Enriched Afghanistan War Diary Topic Map
This page is a duplicate of blog writing at Wandora Forum.
Thomas Efer of Topic Maps Labs has released a topic map named Afghanistan War Diary - 2004. Topic map is based on Wikileaked documents and contains 2000 war reports from Afghanistan war. Reports are stored in topic map as unstructured text. The topic map is available at Topic Maps Labs' topic map repository, Maiana. Lutz Maicher announced the release of the AWD topic map at TopicMapMail email list. The announcement evoked an interesting discussion related to the quality of the topic map. The discussion inspired me trying to enhance the AWD topic map using Wandora's extractors. Wandora has several extractors that distill entities and keywords out of unstructured text. I selected extractors
And applied each extractor, one by one, to all summary occurrences of report topics. Summary occurrence contains textual representation of the military event the report talks about.
Applying the extractor to occurrences generated more topics and associations. Extractors' outputs were stored to separate topic maps. As a result I got 4 different information packages, one for each extractor. All resulting topic maps and the original topic map were zipped and this zip package is available here. In practice anyone can merge any of the generated topic maps with the original Afghanistan War Diary - 2004 topic map and see extracted topics interleaving with the original topics. As the original summary occurrence is available, anyone can evaluate if the extracted topics and associations really describe the report. To summarize results:
- Yahoo term extractor found 3563 term topics (15092 associations).

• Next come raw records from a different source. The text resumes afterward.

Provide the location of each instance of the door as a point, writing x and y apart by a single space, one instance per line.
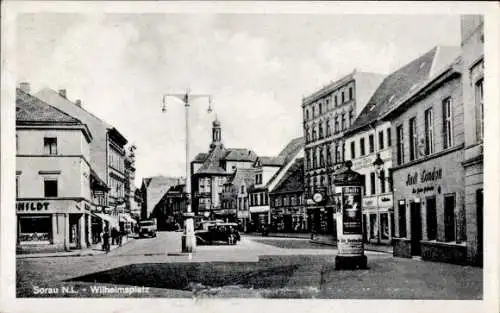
416 228
479 212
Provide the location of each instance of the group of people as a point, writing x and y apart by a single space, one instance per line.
115 235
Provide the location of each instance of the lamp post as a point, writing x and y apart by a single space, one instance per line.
188 237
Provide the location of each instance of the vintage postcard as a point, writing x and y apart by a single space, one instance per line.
254 156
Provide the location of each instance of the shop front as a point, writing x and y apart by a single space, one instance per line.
52 225
429 209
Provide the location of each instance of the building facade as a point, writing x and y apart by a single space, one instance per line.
107 152
210 171
53 177
472 82
427 169
288 212
327 114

- OpenCalais found 1749 tags (3455 associations) in 18 tag classes and 25 topic categories (1317 associations).
- Alchemy entity extractor found 424 entities (1285 associations).
- Alchemy keyword extractor found 9054 keywords (14684 associations).

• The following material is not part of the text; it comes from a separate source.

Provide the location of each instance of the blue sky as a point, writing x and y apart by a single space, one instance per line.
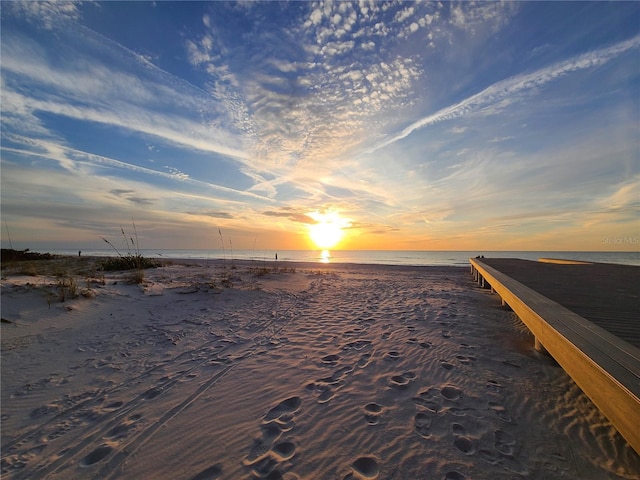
423 125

Although the technical implementation of the experiment was easy, I am not really sure about the quality of automatic classifications provided by Calais, Alchemy and Yahoo. It is clear that the source material, reports of military actions, is very challenging due to military specific expressions, terms, and acronyms, and it looks like all classifiers have made false interpretations. It would be very interesting if someone would like to evaluate the overall quality of generated topic maps and point out typical error classes.
In any case, I hope this demonstration clearly shows a simple topic map storing merely occurrence data is not necessarily a dead end but a good start.